Technical Articles
How to Write Independent Unit Test with Pytest and Mock Techniques
In this blog post, you’ll learn:
- What is Unit Testing and Test Pyramid?
- Why do we need Unit Testing?
- What makes a good unit test then?
- How to write Unit Test with PyTest (Basics)?
- How to mock dependencies properly in various scenarios?
1. Prerequisite
To follow this tutorial, you would need to install pytest
and pytest-mock
. I provided commands for both python library installation options: pip and poetry.
If you are using pip for installation (default):
python -m pip install pytest
python -m pip install pytest-mock
If you are using poetry for installation:
poetry add pytest
poetry add pytest-mock
2. What is Unit Testing and Test Pyramid?
Unit Testing is a software testing method to test the smallest piece of code that can be isolated, i.e. a function (method).
The concept of Test Pyramid as shown below, is introduced by Mike Cohn in his book Succeeding with Agile. It defines the testing strategy with a great visualization, covering the three major types of tests: unit tests, integration tests and end-to-end tests, and the proportion of each out of the entire testing strategy.
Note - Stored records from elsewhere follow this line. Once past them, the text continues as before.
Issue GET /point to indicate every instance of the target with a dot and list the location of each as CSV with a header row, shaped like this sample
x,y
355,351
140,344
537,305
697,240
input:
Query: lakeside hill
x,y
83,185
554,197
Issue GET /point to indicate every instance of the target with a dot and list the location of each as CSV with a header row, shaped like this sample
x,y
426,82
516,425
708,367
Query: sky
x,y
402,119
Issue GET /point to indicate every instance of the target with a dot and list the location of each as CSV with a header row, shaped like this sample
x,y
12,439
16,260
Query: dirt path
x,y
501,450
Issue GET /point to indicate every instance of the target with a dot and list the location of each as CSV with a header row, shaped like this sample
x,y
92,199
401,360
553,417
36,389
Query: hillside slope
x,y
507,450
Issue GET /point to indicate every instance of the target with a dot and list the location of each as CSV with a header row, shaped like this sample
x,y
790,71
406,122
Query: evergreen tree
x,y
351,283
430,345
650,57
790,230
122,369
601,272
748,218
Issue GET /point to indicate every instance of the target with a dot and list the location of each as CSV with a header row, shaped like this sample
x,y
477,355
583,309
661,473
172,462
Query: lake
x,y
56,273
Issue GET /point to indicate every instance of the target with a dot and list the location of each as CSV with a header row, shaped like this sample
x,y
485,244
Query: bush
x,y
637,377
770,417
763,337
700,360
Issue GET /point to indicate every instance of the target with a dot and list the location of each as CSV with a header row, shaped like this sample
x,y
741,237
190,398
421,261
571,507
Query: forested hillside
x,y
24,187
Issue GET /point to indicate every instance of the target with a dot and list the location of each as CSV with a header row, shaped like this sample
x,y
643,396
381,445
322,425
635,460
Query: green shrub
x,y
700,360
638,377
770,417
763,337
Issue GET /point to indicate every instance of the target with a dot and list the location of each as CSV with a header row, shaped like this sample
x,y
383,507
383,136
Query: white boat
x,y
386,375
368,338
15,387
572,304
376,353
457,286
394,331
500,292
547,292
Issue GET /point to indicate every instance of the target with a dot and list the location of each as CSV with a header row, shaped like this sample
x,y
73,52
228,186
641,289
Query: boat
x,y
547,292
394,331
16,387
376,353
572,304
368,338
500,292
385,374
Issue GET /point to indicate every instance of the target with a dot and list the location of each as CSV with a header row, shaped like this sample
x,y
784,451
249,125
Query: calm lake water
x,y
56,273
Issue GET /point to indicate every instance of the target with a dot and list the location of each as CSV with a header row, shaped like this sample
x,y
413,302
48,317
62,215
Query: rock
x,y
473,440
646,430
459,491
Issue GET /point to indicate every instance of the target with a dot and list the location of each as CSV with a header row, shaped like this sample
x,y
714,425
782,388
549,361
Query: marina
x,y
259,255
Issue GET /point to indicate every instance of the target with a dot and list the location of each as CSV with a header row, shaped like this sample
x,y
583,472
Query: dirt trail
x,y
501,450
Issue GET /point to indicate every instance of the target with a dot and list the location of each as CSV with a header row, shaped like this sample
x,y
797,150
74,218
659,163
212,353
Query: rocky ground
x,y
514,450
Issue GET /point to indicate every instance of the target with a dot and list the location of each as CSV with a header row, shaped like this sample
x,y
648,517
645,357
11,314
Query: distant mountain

According to the pyramid, when it is at the bottom it normally means more isolated and faster tests (in other words: cheaper); while moving up the pyramid, it means more integrated and slower tests (in other words: expensive). At the tip of the pyramid could means manual testing. Thus, we should cover code with more automated unit tests and less manual tests.
Test Pyramid
3. Why do we need Unit Testing?
People would tend to rush the requested feature delivering but ignoring the importance of writing test cases. The ignorance could be due to they see it as a waste of time and not seeing the damage it could cause. However, let me tell you the benefits that writing Unit tests will brings you:
- Identify bugs easily and early: Unit test can help you verify what you want to develop.Without unit test, you would end up being caught by fixing random bugs when running entire application. And you may need to spend hours on placing breakpoints and tracing where does it come from.
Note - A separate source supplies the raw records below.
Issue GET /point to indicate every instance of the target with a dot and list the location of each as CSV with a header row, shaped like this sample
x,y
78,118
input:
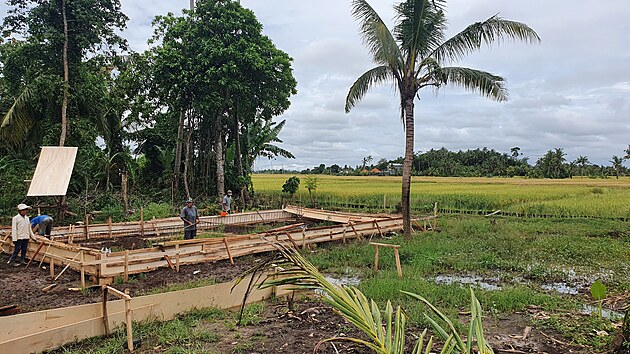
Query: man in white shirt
x,y
21,232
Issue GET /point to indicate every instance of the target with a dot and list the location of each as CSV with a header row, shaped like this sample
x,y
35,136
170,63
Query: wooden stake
x,y
227,248
177,258
126,276
129,324
82,270
435,216
105,320
398,266
141,222
292,241
35,254
379,228
168,260
87,226
66,267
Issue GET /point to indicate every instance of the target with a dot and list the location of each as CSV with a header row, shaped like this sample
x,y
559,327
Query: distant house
x,y
395,169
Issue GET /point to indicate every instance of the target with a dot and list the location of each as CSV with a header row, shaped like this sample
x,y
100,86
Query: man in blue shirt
x,y
43,225
190,216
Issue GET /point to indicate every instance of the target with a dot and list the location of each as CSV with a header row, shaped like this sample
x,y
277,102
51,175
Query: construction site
x,y
79,261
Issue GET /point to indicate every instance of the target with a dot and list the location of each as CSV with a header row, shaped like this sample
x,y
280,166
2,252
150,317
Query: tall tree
x,y
56,37
617,163
413,55
208,60
582,161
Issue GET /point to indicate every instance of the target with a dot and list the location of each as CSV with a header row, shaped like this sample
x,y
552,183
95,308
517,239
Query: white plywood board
x,y
53,171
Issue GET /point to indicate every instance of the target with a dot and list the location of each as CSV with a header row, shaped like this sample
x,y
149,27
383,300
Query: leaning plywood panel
x,y
53,171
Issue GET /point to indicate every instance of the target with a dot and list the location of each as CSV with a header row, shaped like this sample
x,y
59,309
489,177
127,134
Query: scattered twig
x,y
561,342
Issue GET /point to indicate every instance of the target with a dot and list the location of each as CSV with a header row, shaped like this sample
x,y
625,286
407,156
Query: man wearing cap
x,y
21,232
190,216
42,224
227,202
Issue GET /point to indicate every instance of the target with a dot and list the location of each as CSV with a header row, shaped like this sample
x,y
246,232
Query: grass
x,y
519,255
578,197
188,333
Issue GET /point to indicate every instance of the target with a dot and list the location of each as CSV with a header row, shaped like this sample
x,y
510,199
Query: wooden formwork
x,y
173,254
158,227
35,332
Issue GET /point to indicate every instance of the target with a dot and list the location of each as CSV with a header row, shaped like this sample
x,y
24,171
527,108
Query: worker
x,y
21,232
42,224
190,216
227,202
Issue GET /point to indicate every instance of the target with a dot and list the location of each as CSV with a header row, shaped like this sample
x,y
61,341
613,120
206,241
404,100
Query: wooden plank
x,y
53,171
46,330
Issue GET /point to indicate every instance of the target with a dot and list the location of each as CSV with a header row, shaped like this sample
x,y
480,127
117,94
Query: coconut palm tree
x,y
617,164
582,161
413,56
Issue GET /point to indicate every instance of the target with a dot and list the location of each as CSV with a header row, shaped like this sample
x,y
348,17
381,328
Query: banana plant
x,y
385,330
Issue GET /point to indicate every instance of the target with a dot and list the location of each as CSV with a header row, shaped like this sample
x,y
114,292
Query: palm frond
x,y
385,330
17,121
376,35
479,33
366,81
484,83
421,27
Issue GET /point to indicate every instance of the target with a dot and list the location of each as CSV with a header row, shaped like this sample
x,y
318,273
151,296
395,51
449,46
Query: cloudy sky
x,y
572,90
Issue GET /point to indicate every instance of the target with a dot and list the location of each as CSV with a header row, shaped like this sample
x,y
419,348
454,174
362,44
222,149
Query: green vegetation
x,y
578,197
385,330
524,258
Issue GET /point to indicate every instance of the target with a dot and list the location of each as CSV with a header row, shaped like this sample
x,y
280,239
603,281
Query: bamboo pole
x,y
82,270
435,216
126,272
227,248
105,319
87,226
398,266
292,241
141,221
177,258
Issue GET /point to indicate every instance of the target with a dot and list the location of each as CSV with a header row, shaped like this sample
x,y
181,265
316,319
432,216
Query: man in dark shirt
x,y
43,223
190,216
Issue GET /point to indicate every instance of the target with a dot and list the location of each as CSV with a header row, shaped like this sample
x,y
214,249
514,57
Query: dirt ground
x,y
297,331
23,286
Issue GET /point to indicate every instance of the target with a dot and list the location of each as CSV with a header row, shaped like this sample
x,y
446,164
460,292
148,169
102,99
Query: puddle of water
x,y
339,280
562,288
606,313
342,279
465,280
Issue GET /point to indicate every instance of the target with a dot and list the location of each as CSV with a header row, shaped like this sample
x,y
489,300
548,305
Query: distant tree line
x,y
187,117
482,162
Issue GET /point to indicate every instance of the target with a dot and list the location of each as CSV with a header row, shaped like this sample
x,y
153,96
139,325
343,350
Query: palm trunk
x,y
64,102
123,186
407,163
187,159
244,193
218,150
178,154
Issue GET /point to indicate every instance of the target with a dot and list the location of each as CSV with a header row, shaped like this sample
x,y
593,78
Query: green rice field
x,y
578,197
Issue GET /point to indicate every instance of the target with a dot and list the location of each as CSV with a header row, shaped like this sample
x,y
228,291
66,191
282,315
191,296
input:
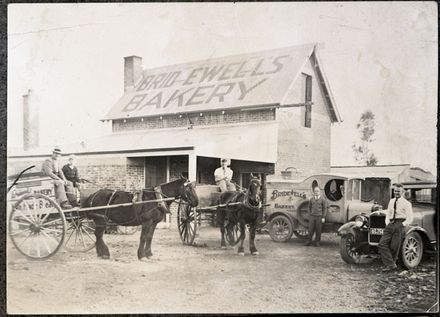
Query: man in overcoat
x,y
317,212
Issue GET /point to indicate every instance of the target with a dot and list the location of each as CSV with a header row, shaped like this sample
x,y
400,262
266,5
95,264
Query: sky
x,y
378,56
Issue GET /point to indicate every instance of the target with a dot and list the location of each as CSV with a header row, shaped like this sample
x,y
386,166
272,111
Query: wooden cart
x,y
37,225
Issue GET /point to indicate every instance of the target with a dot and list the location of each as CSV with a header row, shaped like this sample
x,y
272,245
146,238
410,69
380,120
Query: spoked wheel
x,y
280,229
127,230
411,252
346,248
80,236
37,226
187,223
301,233
232,233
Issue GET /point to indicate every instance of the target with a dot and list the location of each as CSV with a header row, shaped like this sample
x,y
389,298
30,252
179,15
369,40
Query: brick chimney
x,y
30,121
132,71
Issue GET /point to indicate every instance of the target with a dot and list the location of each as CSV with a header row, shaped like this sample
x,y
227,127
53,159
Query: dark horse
x,y
246,212
146,214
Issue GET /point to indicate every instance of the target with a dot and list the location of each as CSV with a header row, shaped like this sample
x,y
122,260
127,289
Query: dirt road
x,y
285,277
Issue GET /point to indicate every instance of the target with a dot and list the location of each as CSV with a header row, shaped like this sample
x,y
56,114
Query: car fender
x,y
349,227
423,233
289,216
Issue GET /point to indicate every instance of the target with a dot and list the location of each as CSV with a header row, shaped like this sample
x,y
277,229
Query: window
x,y
307,79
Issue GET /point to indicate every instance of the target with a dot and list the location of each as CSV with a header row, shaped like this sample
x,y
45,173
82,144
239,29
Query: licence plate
x,y
376,231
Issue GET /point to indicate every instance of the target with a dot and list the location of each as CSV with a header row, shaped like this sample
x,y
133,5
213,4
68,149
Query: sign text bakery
x,y
204,84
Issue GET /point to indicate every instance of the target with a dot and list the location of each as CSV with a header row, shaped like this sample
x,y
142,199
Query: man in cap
x,y
62,185
71,171
223,176
398,215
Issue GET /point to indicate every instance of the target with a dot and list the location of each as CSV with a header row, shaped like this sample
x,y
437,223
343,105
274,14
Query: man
x,y
398,215
223,176
317,211
71,172
62,185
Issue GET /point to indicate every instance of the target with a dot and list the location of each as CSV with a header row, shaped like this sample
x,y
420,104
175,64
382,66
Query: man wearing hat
x,y
223,176
71,172
62,185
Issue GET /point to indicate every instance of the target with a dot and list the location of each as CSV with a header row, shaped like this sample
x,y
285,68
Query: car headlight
x,y
359,221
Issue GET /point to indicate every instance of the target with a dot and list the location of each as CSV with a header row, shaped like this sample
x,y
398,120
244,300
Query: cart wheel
x,y
80,235
187,223
232,233
127,230
37,226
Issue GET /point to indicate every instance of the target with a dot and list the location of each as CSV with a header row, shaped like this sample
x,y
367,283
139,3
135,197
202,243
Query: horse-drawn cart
x,y
190,218
37,225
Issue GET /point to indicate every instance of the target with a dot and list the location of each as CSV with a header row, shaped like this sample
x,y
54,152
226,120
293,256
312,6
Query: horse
x,y
146,214
246,212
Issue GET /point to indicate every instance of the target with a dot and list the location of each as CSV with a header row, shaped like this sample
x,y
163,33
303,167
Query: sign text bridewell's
x,y
205,84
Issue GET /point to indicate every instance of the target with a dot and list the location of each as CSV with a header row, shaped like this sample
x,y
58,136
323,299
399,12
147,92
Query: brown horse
x,y
147,214
246,212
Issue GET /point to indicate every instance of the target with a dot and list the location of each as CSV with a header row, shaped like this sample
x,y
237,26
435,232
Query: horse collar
x,y
159,195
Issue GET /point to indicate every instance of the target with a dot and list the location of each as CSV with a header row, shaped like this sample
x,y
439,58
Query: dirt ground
x,y
285,277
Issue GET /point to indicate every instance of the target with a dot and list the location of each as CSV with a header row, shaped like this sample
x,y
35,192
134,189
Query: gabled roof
x,y
232,82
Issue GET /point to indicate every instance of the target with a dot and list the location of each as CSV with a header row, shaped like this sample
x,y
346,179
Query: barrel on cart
x,y
38,227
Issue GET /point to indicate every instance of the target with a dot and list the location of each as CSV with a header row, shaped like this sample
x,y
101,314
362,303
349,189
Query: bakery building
x,y
267,112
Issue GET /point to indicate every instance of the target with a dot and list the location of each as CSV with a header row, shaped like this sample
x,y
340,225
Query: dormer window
x,y
307,80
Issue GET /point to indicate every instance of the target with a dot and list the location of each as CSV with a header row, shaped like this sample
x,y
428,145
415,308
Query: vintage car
x,y
362,235
347,197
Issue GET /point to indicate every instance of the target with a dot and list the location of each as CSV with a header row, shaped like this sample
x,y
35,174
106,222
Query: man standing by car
x,y
317,211
398,215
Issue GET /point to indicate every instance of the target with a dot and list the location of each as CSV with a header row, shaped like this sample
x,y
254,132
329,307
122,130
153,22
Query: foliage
x,y
362,152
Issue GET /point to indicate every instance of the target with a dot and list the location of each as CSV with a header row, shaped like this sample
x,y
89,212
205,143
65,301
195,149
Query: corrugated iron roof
x,y
257,138
238,81
386,171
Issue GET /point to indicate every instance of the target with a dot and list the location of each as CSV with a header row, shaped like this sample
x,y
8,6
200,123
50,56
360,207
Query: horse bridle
x,y
248,201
- Help you write better code: If you find it’s hard to write a test case for your own code, you probably would think about refactoring your code.
- Test at low cost: Unit test is the fastest among all test cases as it removes all the dependencies.
- Serve as documentation: People will understand what kind of input/output data type, format is when they look at your unit tests.
4. What makes a good unit test then?
Below are the six qualities that will make a good unit test. How we could achieve the first four qualities are covered in the sections below.
Independent
The testing is focusing on the function itself and NOT on all the dependencies, which include API call, DB connections, other functions from your application or third party libraries. All dependencies should be properly mocked.
Multiple assertions are allowed only if they are all testing one feature. When a test fails, it should pinpoint the location of the problem.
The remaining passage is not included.